The post-processing algorithm proposed in Thompson et al. 2002 first converts the color image into a shades-of-blue image. Next, this image is blurred, which simulates the eye's reduced resolution in dark environments. Then an edge-sharpening filter is applied to the image. According to the article, this procedure resembles the image processing our brain applies to the blurry images our visual system delivers in darkness.

We implemented the color-conversion procedure in one operator, called NightFilter. The complete scotopic vision filter (ScotopicFilter) is a composite filter: it implements a small subpipeline within itself. See Figure 27-8.

fig27-08.jpg

Figure 27-8 The Scotopic Filter Pipeline

The complete demo application allows processing an input image with a Gauss filter, the night-vision filter, and the scotopic filter. This is implemented by setting up the three "pipelines" and, depending on user choice, plugging the pipeline into the view operator.

In Figure 27-9, you can see the effect of the scotopic filter applied to an image.

fig27-09a.jpg

Figure 27-9 The Scotopic Filter Applied to the Photograph from .

The demo application is part of the NVIDIA Developer SDK and is available on this book's CD and Web site.

27.5 Performance and Limitations

So far in this chapter, we've avoided addressing some issues that are critical for the adoption of technologies into real-world applications: such issues include performance and hardware limitations (such as maximum texture size, limited video memory, and more). Graphics hardware continues to evolve at a pace that makes it almost impossible to discuss these issues in absolute numbers. Today's hardware limits will likely be gone tomorrow.

When designing algorithms that utilize the GPU, one should generally keep a couple of things in mind: A GPU is a highly specialized second processor. Writing code for multiprocessor systems is naturally more complex than writing ordinary code. GPUs are primarily designed to render 3D scenes. Thus, only those solutions that fit the hardware's primary purpose will benefit maximally.

Many image-processing problems map well to today's GPUs, and tenfold accelerations have been measured (Colantoni et al. 2003). Other problems that don't match very well can still profit from offloading some of the workload to the GPU. For best performance, algorithms should aim to saturate both processors—the CPU and the GPU—with workload.

Implementers of image-processing algorithms have faced hardware limitations in the past, most notably memory limitations and limited cache sizes. These problems were usually overcome by designing specific solutions. Many of these solutions have remained useful even after the original restriction was lifted (for example, virtual memory management) because of their better performance.

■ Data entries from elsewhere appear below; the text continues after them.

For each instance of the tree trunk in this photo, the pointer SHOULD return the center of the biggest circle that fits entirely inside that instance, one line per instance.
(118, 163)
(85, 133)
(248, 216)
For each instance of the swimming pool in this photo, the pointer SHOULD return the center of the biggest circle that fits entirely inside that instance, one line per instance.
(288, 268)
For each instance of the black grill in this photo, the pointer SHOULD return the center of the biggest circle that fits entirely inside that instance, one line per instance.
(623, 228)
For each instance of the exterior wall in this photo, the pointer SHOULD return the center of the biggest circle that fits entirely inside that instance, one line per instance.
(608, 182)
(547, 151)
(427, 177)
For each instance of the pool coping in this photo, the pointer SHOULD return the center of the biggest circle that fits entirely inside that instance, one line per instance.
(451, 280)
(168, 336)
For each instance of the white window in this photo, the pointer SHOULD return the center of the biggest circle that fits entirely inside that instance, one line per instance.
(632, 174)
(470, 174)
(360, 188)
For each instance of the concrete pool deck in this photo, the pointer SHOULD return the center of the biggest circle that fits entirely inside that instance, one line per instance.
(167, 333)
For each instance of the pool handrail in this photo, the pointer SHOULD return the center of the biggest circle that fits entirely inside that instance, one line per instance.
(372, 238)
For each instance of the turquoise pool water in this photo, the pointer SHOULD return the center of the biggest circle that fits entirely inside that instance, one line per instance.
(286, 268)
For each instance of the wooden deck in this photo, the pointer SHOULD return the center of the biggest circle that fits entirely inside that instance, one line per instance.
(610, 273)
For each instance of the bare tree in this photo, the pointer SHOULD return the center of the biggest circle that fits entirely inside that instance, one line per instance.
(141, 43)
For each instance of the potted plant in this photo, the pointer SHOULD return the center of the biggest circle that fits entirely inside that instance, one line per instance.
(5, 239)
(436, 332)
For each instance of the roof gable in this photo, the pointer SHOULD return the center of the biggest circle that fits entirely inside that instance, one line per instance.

We believe that GPU programming will develop in a similar manner.

27.6 Conclusion

The image-processing framework described in this chapter demonstrates that the processing power of modern 3D graphics hardware can be utilized for 2D image-processing tasks. The way our framework was designed and implemented shows that current (primarily 3D-oriented) graphics APIs support a clean and straightforward implementation.

The remaining limitations with respect to current hardware can be overcome with smart engineering. Future hardware and APIs will further improve performance and simplify the programming task.

27.7 References

Colantoni, Philippe, Nabil Boukala, and Jerome Da Rugna. 2003. "Fast and Accurate Color Image Processing Using 3D Graphics Cards." In Proceedings of Vision, Modeling, and Visualization 2003.

Gamma, E., R. Helm, R. Johnson, and J. Vlissides. 1995. Design Patterns: Elements of Reusable Object-Oriented Software. Addison-Wesley.

Meyers, Scott. 1997. Effective C++: 50 Specific Ways to Improve Your Programs and Designs. Addison-Wesley.